Kasi Humas Polres Bone, Iptu Rayendra, membenarkan adanya peristiwa tersebut.

"Benar, kami menerima laporan adanya seorang warga yang ditemukan meninggal dunia di dalam rumahnya di wilayah Kelurahan Pappolo. Personel Polsek Tanete Riattang telah mendatangi lokasi untuk melakukan pengecekan dan mengumpulkan keterangan dari pihak keluarga maupun saksi-saksi," katanya.

Rayendra menjelaskan, berdasarkan hasil pemeriksaan awal dan keterangan keluarga, korban diduga nekat mengakhiri hidupnya karena mengalami depresi yang dipicu persoalan rumah tangga.

"Dari keterangan pihak keluarga, korban memang sedang mengalami masalah rumah tangga dan telah berpisah tempat tinggal dengan istrinya sejak beberapa bulan terakhir," jelasnya.

Meski demikian, pihak kepolisian tetap melakukan langkah-langkah kepolisian sesuai prosedur guna memastikan tidak ada unsur tindak pidana dalam kejadian tersebut.

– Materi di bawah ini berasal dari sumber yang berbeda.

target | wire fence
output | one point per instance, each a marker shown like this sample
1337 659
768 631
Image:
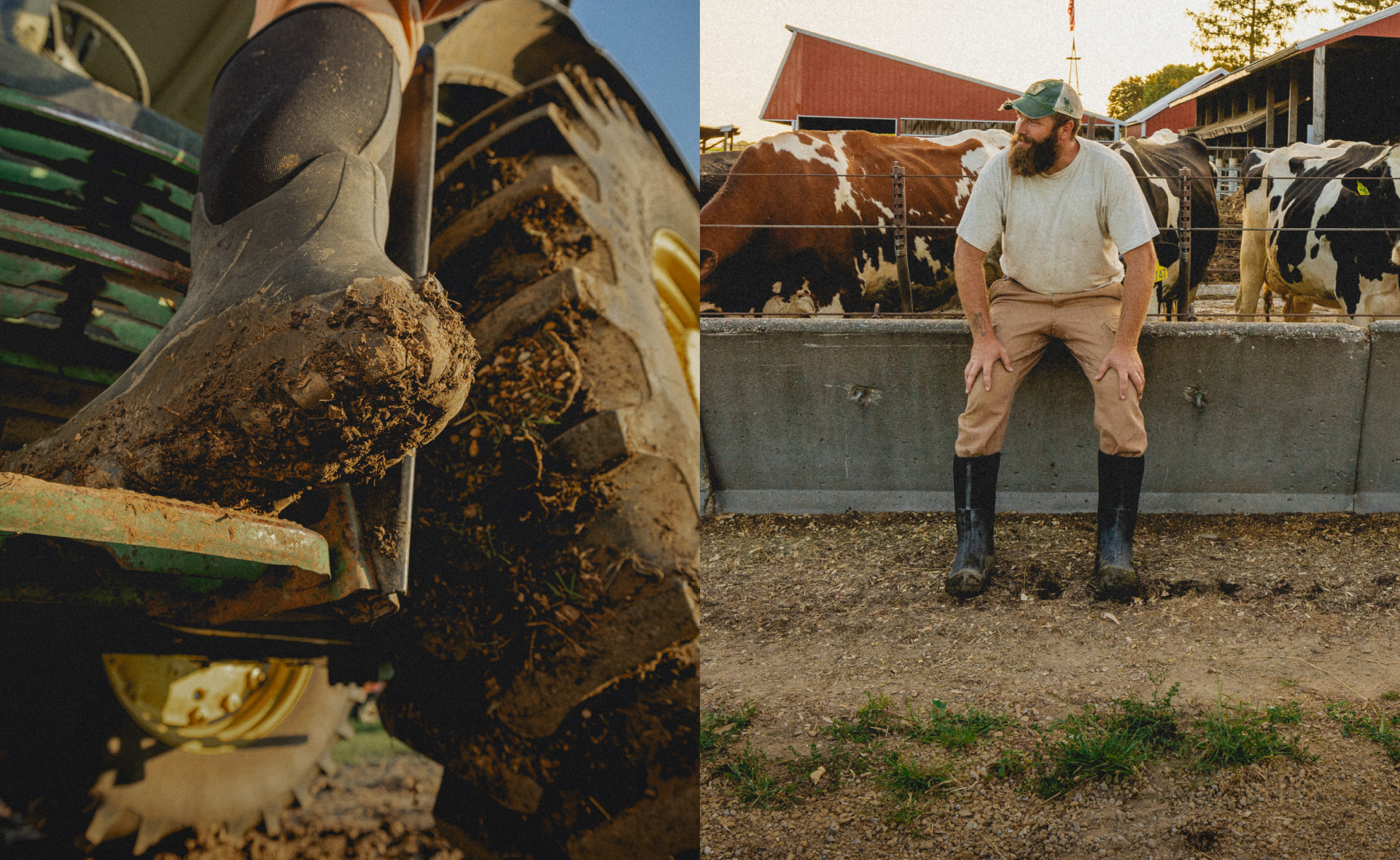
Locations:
1175 301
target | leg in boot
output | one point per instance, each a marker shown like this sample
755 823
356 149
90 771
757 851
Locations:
301 354
1120 484
975 504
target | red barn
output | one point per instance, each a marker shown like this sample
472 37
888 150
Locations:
1164 115
825 85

"Pihak keluarga telah menyatakan menerima kejadian ini sebagai musibah dan menolak dilakukan autopsi terhadap jenazah korban. Penolakan tersebut dituangkan dalam surat pernyataan yang diketahui pihak terkait," tambahnya.

Setelah dilakukan pemeriksaan di lokasi kejadian, jenazah korban selanjutnya diserahkan kepada pihak keluarga untuk dimakamkan.